Learn the meaning of natural language understanding (NLU) and its use in text mining
Discover how to build a natural language processing (NLP) pipeline within a big data framework
Recognize the differences between NLP pipelines and other approaches to semantic text mining
Learn about standard UIMA annotators, custom annotators, and machine learned annotators
Discover how different types of annotators are composed into a text processing pipeline
Use machine learning to generate annotators and apply them within a data pipeline
See pipeline architectures that incorporate Kafka, Spark, SparkSQL, Cassandra, and ElasticSearch
David Talby (PhD , Computer Science, Hebrew University) and Claudio Branzan (Masters, Industrial Intelligent Systems, Polytechnic University of Timișoara) work for big data analytics firm Atigeo.

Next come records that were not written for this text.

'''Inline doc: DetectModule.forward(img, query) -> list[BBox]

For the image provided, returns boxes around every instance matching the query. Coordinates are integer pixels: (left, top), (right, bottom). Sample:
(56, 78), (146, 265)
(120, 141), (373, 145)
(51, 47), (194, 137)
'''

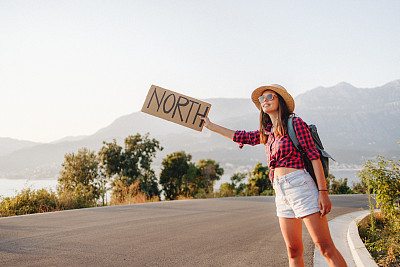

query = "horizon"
(0, 79), (400, 144)
(0, 0), (400, 143)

David is CTO and Claudio runs the Modeling and Predictive Analytics team. David and Claudio co-presented on text mining and natural language understanding at O'Reilly's Strata+Hadoop World London 2016 conference.

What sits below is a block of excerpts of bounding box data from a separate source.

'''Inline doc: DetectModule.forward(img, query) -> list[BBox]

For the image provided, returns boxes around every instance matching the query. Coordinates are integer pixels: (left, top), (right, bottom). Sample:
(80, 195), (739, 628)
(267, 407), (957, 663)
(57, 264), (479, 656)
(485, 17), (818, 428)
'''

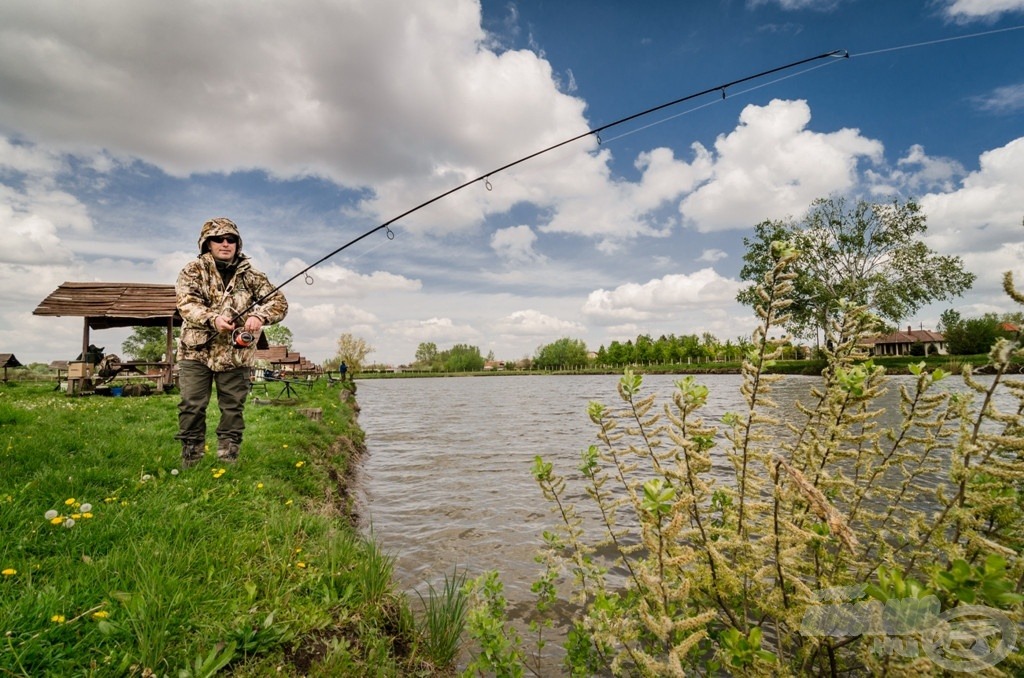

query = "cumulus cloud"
(541, 144), (712, 252)
(921, 137), (1024, 256)
(943, 0), (1024, 22)
(284, 259), (423, 298)
(384, 316), (481, 345)
(974, 83), (1024, 115)
(864, 143), (965, 197)
(494, 308), (586, 337)
(583, 268), (739, 325)
(490, 225), (544, 264)
(679, 99), (883, 232)
(697, 249), (729, 263)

David Talby is Atigeo’s senior vice president of engineering, leading the development of its cloud big data analytics platform to solve real-world problems in healthcare, energy, and cybersecurity. Previously, he was with Microsoft’s Bing group, where he led business operations for Bing Shopping in the US and Europe. Earlier he worked at Amazon, both in Seattle and the UK, where he built and ran distributed teams which helped scale Amazon’s financial systems. David holds a Ph.D. in Computer Science along with two masters degrees, in Computer Science and Business Administration.
Claudiu Branzan is a principal engineering lead at Atigeo, leading a team of data scientists and software engineers who tackle complex challenges in machine learning, data mining, information retrieval, and statistics. Claudiu has over 10 years of real-world data science experience across industries including finance, healthcare, legal, mobile, and retail. He has co-authored multiple patents, and holds a master’s degree in industrial intelligent systems from the Polytechnic University of Timișoara.